Anyways, the first night was a little bit rough, as she woke up several times and cried. Todd would just pat her back, speak softly to her, and lay her back down again and again until she would fall asleep. I could hear her crying from Finn's room and it nearly broke my heart. But, since the first night, she has only cried a couple of times! She still wakes up, a lot, and Todd now just asks her to lie down and she does, and goes right back to sleep. She has been sleeping in longer in the morning. She has been going down easier at night. And her naps which used to be 20 minutes to an hour long are suddenly lasting for 2 hours and she doesn't fight me about going to sleep. This has all been nothing short of a miracle.
And, although I was hesitant to let my little baby (and probably my last baby) leave the family bed and cry herself to sleep, it was so necessary. We are on the road to sleep-full nights, and everyone seems to be in better spirits already. I don't think I could have done this at 6 months, or even at a year, but she is 15 months old now and I was run ragged.
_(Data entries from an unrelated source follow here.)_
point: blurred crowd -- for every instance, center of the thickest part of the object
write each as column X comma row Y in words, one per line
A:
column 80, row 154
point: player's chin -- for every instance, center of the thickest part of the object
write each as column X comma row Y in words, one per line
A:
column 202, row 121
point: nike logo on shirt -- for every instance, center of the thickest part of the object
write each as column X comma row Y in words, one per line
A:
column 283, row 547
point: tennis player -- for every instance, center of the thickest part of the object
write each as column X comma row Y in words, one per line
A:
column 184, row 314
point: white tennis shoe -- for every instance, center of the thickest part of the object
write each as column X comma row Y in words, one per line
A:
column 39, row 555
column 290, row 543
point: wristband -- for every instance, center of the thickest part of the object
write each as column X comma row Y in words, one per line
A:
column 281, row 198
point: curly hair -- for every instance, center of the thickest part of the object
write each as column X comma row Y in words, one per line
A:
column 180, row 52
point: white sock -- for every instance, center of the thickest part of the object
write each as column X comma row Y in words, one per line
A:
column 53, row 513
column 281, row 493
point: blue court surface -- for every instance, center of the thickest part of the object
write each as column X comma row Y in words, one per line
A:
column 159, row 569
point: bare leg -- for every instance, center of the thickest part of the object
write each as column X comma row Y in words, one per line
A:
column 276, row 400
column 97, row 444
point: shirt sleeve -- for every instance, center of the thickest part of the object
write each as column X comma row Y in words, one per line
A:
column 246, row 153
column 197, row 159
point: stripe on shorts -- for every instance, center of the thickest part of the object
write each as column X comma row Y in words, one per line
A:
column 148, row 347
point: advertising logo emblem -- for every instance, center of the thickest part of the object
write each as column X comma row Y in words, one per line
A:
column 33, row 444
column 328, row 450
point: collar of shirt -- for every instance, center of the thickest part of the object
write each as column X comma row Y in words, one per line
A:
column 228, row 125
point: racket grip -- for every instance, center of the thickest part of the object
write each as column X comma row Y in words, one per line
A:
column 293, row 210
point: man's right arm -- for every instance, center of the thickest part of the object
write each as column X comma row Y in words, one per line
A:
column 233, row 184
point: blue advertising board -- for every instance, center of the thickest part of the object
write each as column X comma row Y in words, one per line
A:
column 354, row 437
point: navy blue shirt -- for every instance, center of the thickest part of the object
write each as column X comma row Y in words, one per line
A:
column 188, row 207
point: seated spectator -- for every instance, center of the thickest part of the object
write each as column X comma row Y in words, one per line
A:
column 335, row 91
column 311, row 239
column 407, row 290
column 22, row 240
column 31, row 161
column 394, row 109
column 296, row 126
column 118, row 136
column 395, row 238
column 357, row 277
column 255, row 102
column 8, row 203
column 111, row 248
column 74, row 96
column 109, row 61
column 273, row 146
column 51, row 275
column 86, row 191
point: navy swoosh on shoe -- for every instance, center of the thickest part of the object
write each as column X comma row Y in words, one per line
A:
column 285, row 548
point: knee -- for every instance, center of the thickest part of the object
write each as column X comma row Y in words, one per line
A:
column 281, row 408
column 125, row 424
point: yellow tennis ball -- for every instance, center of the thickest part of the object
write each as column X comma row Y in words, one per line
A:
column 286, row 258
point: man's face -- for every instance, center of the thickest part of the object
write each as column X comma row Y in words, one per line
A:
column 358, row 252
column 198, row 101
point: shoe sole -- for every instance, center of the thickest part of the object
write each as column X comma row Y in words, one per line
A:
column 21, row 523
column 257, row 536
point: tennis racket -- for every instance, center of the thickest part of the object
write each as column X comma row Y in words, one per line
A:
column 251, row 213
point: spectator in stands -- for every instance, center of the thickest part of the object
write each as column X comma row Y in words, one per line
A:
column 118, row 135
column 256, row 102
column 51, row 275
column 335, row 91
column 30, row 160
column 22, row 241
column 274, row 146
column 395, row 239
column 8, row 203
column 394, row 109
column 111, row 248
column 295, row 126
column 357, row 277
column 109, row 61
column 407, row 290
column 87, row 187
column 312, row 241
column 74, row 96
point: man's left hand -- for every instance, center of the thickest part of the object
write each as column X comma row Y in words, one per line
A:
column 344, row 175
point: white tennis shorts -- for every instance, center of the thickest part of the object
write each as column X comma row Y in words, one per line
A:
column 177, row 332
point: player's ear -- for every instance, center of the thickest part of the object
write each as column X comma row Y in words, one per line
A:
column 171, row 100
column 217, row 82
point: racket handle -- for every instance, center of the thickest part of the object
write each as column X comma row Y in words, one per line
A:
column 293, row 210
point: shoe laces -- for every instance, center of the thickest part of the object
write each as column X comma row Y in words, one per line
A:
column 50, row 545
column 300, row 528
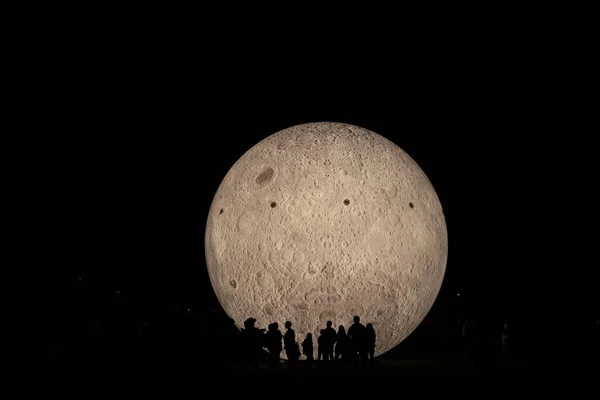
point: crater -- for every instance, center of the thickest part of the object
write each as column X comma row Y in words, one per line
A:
column 327, row 315
column 265, row 177
column 312, row 295
column 265, row 280
column 246, row 223
column 300, row 306
column 269, row 310
column 356, row 310
column 378, row 244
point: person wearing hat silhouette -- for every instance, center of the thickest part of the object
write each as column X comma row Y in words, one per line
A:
column 289, row 344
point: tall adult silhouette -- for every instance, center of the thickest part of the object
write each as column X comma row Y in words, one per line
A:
column 291, row 347
column 307, row 349
column 273, row 342
column 341, row 344
column 321, row 344
column 370, row 341
column 357, row 341
column 330, row 337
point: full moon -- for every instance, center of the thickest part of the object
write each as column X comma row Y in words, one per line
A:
column 324, row 221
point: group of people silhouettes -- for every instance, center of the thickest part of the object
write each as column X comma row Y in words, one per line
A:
column 357, row 345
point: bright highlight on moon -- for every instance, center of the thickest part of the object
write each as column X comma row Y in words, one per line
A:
column 325, row 221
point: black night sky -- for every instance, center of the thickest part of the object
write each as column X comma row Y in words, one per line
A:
column 135, row 148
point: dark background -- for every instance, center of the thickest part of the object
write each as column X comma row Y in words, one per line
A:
column 136, row 136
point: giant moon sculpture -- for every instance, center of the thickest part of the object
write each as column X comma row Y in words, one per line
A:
column 325, row 221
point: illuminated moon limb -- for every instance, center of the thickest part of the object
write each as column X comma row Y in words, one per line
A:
column 313, row 224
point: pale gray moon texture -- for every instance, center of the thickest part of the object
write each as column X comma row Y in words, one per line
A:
column 325, row 221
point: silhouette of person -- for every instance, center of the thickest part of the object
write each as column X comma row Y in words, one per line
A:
column 273, row 342
column 321, row 344
column 290, row 345
column 330, row 337
column 504, row 341
column 370, row 339
column 307, row 349
column 341, row 347
column 357, row 341
column 472, row 339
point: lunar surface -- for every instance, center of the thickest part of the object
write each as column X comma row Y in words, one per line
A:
column 325, row 221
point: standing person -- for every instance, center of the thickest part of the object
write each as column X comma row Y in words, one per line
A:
column 340, row 344
column 370, row 339
column 289, row 344
column 504, row 341
column 330, row 339
column 273, row 342
column 321, row 344
column 307, row 349
column 357, row 340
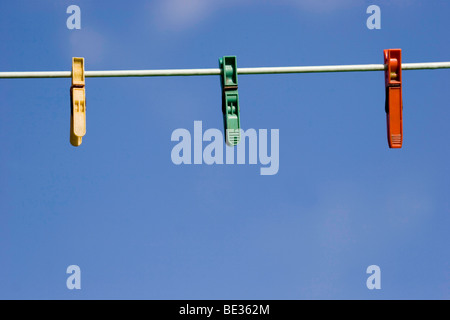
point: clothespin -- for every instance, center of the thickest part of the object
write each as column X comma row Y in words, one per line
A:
column 77, row 103
column 394, row 101
column 230, row 99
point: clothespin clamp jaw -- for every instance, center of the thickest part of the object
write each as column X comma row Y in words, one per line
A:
column 77, row 103
column 394, row 101
column 230, row 100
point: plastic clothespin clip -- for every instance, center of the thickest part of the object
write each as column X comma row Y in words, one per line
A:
column 394, row 101
column 230, row 99
column 77, row 103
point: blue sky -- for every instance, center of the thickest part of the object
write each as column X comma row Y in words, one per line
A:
column 141, row 227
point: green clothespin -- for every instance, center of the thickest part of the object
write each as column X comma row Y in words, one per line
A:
column 230, row 100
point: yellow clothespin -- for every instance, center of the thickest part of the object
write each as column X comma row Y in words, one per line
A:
column 77, row 103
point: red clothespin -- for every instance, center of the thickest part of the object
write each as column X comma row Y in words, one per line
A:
column 394, row 101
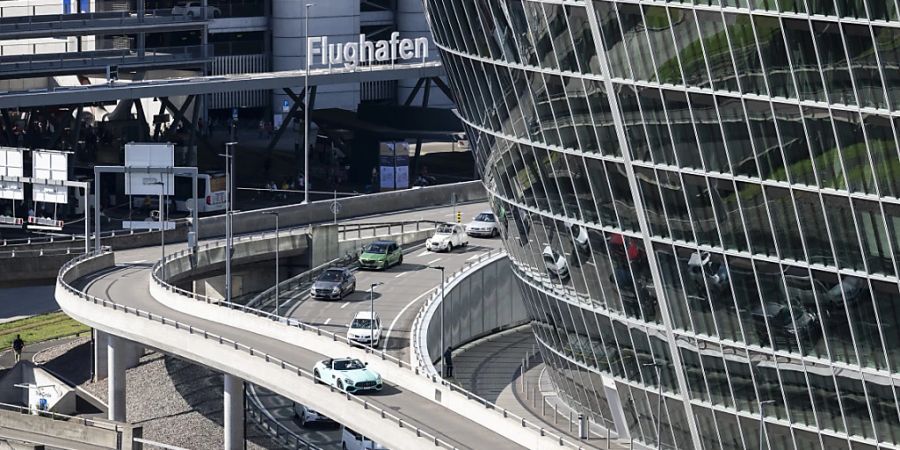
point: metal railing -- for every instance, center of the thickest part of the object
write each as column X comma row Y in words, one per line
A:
column 419, row 353
column 415, row 369
column 385, row 414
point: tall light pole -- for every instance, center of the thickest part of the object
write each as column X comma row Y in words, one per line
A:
column 441, row 268
column 762, row 422
column 306, row 111
column 162, row 224
column 657, row 366
column 372, row 314
column 229, row 207
column 277, row 242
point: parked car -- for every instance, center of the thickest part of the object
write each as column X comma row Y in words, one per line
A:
column 194, row 9
column 779, row 317
column 556, row 263
column 308, row 415
column 447, row 237
column 365, row 329
column 381, row 255
column 351, row 440
column 484, row 225
column 333, row 284
column 347, row 374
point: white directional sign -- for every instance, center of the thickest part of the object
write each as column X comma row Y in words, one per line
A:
column 51, row 166
column 12, row 164
column 143, row 156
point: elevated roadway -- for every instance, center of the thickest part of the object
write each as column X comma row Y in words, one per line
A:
column 277, row 356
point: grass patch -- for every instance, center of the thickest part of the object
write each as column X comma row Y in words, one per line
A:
column 40, row 328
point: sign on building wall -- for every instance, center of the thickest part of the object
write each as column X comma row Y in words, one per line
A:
column 50, row 166
column 393, row 165
column 12, row 164
column 146, row 155
column 351, row 54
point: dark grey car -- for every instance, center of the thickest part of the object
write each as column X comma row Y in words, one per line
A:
column 334, row 284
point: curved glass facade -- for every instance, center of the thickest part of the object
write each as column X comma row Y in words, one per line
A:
column 699, row 199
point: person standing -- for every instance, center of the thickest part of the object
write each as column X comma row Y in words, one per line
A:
column 448, row 363
column 18, row 346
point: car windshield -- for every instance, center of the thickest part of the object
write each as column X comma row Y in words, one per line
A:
column 348, row 364
column 361, row 323
column 377, row 247
column 330, row 275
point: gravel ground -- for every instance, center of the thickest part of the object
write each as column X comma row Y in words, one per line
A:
column 54, row 352
column 177, row 403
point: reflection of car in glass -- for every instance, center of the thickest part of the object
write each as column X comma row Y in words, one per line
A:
column 334, row 284
column 351, row 440
column 779, row 317
column 347, row 374
column 580, row 239
column 308, row 415
column 194, row 9
column 555, row 262
column 381, row 255
column 484, row 224
column 447, row 237
column 362, row 329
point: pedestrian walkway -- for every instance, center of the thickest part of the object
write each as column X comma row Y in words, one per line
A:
column 490, row 369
You could probably hide coins beneath the bags under my eyes.
So, there you have it. Phoebe has been cut off from her most favorite, most comforting, most nurturing love in life (albeit only during night time hours) and I am the one who cut her off. I did feel guilty, but now that I see how more rested we are all becoming, I think that we made the right choice. And, as soon as I move back into my own bed, and can once again sleep next to my husband, I will be pretty happy about this whole thing.